Thailand is one of the countries I get asked the most questions about – it’s a great destinations for travellers and backpackers looking to experience South East Asia for the first time and somewhere I’d highly recommend checking out no matter what time frame you have to play with.
A lot of backpackers though spend around 4 weeks in Thailand – making the most of the 30 day allowance a visa on arrival offers people from most countries*
Given the fact I’ve travelled Thailand heaps over the last few years I’m often asked where to visit and what to do (check out my Thailand travel section for lots of useful blog posts!) but I’ve also been asked about more specific sample itineraries that people can use as a guide to plan there own trip there.
So how would I spend a month in Thailand?
Well here’s what 4 weeks in Thailand would look like If I headed back there again…
My 4 Week Thailand Itinerary
Bangkok – 3 Days
Most people will start off in Bangkok as it’s the best place to land for international arrivals. Spend a few days here exploring the floating markets, Kings Palace, Wat Pho (the reclining Buddha) and of course some partying on Khao San Road before bouncing down south.
Transport – overnight bus from Bangkok to Phuket or internal flight
Phuket – 1 Day
Phuket isn’t really my cup of tea at all, it’s super busy and pretty sleazy, but if you want to break up the journey to the Thai Islands just do an overnight stay here and book your ferry for the following morning.
Transport – bus & ferry combo from Phuket to Phi Phi
Koh Phi Phi – 4 Days
Koh Phi Phi is where “The Beach” was filmed and although the set at Maya Bay is a massive tourist trap there are some incredible beaches and coves to explore here. The full day island hopping tour is well worth it!

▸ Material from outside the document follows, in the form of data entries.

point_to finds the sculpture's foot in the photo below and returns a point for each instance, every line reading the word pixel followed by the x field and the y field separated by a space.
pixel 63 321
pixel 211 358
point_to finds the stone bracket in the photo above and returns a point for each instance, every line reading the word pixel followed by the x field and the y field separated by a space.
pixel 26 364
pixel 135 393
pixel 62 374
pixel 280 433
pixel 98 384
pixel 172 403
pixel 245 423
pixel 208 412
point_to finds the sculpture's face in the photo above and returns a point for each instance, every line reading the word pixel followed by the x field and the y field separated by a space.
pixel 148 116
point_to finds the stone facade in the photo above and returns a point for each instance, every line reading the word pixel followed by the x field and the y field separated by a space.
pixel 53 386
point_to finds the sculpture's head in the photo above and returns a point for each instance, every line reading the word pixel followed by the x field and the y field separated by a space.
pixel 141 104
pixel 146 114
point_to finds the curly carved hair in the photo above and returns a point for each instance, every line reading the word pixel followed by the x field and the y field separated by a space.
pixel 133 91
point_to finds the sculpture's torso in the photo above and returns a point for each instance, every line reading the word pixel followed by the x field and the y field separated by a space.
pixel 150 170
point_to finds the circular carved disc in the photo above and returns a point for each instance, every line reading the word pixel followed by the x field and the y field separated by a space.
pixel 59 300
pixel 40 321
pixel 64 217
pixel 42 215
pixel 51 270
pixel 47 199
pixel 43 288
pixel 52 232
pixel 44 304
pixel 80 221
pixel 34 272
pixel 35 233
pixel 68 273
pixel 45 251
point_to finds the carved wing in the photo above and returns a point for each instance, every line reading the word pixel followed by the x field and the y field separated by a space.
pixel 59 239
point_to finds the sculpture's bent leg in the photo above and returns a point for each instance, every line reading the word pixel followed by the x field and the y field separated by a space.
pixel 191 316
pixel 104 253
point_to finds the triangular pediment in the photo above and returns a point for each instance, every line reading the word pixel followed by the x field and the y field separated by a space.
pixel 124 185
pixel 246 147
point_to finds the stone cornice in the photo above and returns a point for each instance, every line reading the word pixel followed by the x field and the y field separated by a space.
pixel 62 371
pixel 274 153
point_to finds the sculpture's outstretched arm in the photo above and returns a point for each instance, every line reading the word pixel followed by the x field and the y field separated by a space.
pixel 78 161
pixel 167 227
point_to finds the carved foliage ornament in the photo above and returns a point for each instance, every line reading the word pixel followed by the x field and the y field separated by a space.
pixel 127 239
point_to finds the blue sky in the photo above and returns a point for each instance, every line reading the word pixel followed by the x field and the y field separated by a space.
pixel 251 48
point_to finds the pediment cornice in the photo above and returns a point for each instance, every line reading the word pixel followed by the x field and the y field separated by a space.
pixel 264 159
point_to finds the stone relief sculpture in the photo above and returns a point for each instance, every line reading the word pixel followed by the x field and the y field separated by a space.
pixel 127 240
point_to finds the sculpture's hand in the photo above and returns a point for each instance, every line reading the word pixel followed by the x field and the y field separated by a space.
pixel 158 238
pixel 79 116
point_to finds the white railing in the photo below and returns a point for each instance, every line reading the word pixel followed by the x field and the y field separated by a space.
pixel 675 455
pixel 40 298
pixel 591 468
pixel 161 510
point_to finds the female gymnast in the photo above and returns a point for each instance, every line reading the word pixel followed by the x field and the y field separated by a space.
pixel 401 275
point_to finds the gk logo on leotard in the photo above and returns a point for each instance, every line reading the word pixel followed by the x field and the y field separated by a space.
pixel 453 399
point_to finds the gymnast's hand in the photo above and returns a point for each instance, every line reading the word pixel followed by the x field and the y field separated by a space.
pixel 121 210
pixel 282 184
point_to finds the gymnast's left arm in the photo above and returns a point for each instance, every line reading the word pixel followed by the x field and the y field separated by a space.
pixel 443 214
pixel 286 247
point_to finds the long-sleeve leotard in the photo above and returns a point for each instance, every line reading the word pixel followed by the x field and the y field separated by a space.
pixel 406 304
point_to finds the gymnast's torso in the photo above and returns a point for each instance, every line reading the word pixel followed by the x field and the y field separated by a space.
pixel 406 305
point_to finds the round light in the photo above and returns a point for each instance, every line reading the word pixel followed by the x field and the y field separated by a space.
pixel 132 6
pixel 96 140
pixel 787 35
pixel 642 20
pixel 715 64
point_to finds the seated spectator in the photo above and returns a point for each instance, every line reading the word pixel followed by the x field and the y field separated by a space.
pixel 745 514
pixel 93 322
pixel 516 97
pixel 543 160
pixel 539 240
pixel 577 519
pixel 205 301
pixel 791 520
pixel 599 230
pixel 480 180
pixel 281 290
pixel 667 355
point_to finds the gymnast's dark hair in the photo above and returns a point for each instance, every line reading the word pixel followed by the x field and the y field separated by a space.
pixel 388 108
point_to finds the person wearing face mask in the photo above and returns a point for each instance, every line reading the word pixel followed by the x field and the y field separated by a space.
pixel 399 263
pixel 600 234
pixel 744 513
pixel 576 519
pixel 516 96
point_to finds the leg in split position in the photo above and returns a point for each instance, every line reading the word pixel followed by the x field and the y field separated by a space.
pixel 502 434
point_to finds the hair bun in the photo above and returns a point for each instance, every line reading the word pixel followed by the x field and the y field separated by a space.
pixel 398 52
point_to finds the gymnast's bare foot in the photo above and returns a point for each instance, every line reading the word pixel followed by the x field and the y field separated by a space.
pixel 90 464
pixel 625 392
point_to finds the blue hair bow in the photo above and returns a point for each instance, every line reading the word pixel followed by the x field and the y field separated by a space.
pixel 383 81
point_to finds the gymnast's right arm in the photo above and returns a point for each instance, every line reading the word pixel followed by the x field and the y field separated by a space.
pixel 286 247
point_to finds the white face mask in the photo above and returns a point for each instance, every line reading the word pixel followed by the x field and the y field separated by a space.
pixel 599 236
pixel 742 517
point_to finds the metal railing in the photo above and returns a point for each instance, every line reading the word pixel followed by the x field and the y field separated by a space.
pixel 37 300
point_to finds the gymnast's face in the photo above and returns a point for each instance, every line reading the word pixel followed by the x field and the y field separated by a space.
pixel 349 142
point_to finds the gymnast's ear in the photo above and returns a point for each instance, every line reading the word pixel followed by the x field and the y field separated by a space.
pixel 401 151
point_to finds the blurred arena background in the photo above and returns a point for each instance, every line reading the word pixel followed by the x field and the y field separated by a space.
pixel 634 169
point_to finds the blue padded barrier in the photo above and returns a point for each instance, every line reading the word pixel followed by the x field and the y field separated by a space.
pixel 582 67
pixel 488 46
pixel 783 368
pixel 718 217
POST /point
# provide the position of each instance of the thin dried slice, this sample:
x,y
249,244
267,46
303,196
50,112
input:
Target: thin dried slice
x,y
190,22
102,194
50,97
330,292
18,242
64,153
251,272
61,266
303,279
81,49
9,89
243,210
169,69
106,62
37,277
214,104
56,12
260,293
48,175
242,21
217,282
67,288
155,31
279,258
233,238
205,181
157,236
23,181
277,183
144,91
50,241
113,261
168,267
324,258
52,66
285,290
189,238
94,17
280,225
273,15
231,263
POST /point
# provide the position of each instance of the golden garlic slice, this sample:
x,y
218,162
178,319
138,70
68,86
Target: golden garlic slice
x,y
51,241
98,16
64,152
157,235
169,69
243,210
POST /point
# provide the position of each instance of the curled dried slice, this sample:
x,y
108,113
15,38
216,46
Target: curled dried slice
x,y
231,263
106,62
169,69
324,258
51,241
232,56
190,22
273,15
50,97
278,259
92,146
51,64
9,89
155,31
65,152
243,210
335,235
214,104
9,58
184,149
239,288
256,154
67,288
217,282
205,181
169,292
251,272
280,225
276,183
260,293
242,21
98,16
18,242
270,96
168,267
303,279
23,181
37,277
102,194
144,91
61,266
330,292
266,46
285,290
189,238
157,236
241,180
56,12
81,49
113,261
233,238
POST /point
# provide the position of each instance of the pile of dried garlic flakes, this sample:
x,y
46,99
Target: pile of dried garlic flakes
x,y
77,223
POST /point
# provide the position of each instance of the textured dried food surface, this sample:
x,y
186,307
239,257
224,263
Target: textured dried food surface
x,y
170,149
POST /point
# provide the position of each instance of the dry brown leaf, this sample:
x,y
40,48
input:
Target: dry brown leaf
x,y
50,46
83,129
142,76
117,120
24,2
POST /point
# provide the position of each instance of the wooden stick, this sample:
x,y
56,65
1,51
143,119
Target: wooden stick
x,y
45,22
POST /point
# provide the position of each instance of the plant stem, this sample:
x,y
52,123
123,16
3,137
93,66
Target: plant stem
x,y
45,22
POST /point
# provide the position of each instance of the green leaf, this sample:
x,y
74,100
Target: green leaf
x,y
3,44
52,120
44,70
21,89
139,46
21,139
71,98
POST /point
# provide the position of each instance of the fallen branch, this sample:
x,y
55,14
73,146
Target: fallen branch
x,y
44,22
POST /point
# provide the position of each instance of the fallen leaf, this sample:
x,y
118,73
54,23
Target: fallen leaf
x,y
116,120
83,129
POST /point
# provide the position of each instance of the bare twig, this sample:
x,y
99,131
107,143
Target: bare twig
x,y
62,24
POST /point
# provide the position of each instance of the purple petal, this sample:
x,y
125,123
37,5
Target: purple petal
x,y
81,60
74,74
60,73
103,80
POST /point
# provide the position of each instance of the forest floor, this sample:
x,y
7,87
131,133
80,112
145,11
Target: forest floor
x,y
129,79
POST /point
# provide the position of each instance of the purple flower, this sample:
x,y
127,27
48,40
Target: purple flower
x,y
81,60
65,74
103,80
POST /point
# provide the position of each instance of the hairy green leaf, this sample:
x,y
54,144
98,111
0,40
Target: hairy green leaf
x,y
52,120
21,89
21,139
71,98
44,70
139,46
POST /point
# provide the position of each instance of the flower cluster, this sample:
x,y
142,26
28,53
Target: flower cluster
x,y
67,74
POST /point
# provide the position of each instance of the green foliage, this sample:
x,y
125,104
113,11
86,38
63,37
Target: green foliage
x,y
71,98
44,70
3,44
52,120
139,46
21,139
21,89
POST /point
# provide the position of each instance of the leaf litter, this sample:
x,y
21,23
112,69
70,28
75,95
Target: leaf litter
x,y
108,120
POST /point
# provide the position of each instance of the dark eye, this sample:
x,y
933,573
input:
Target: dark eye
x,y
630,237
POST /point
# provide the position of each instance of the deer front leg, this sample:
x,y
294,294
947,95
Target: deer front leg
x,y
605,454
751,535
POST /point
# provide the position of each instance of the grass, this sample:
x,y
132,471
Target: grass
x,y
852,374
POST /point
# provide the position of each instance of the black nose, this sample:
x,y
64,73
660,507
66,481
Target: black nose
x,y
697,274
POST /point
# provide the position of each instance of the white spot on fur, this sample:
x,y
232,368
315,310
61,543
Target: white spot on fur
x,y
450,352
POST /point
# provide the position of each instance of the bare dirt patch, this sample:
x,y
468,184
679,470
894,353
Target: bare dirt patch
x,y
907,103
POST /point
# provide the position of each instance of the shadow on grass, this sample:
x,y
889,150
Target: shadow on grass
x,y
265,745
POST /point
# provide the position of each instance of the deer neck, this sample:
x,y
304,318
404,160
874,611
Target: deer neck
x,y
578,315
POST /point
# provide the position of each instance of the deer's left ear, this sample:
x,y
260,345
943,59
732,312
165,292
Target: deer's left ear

Make sure you catch sunset at the famous lookout point and then enjoy watching the fire acts on the beach.
Transport – ferry to Railay
Railay – 2 Days
If rock climbing is your thing you’ll love Railay. If not it’s a nice chilled place to spend a few days. If you want to break up the journey or spend less time on Koh Phangan a day or two staying in Krabi is worth it too!
Transport – ferry, bus and overnight ferry combo to Koh Phangan
Koh Phangan – 4 Days
Although it’s not my favourite place in Thailand I know a lot of people will want to head to Phangan for the infamous Full Moon Party, so if you’re heading that way it’s pretty easy to bounce from Railay across if you time it right.
Transport – ferry to Koh Tao
Koh Tao – 5 Days
On the other hand Koh Tao is one of my favourite spots in Thailand so pencil in plenty of time here to chill on the beach, snorkel, check out the twin islands and generally kick back on island time!
It’s also one of the cheapest places on the planet to learn to scuba dive so if you’re diving on a budget do your PADI open water course here.
Transport – ferry and overnight bus combo to Bangkok or ferry and internal flight to Chang Mai from Koh Samui
Bangkok – 2 Days
If you’re making your way north I’d advise stopping over in Bangkok for at least another night to break up the journey and fit in what you missed out on after one too many buckets!
Transport – overnight sleeper train or internal flight to Chang Mai
Chang Mai – 3 Days
After the overnight train to Chang Mai enjoy the north a bit, with sunset at the Golden Temple, heaps of night markets and some great night life. The Jazz Co-Op is well off the backpacker radar but an amazing live music venue if you can find it!
Transport – mini bus to Pai
Pai – 3 Days
The sleepy little hippie town of Pai is an amazing addition to any Thailand travel itinerary. Hire a moped and explore the rice paddies and waterfalls, chow down on some epic local cuisine and enjoy the laid back hippie vibe.
Transport – mini bus to Chang Mai
Chang Mai – 1 Day
From Chang Mai you can make your way back to Bangkok (via train or internal flight) for your connecting international flight or overland into Cambodia. Alternatively if you’re heading into Laos you can go direct from Chang Mai on the 2 day slow boat.
Make It Your Own
Obviously everyone has their own style of travel and priorities so chop and change the time scales and destinations to suit your needs, but for most travellers heading to Thailand that should be a pretty good rough itinerary to start planning from.
Make sure you leave some leeway to embrace spontaneous opportunities and if you like somewhere stay a little longer!
If you only have two weeks you can easily adapt it too – stick to one coast for the island, reduce your time on Phi Phi and Tao or simply cut the north out of it.
How would you spend a month in Thailand?
Heading to Thailand soon?
Check out these posts for more information to help you plan;
- How Much To Budget For A Month In Thailand
- My Thailand Mini Guide
- My Mini Guide To Travelling In Thailand
- Top Tips For Surviving The Full Moon Party
- My Ultimate Thai Bucket List
*DISCLAIMER – visa regulations vary from country to country and this is advice only, I hold no responsibility for any outdated information or implications on you not holding the correct visa. Please check with the Thai Embassy for the most up to date official visa advice.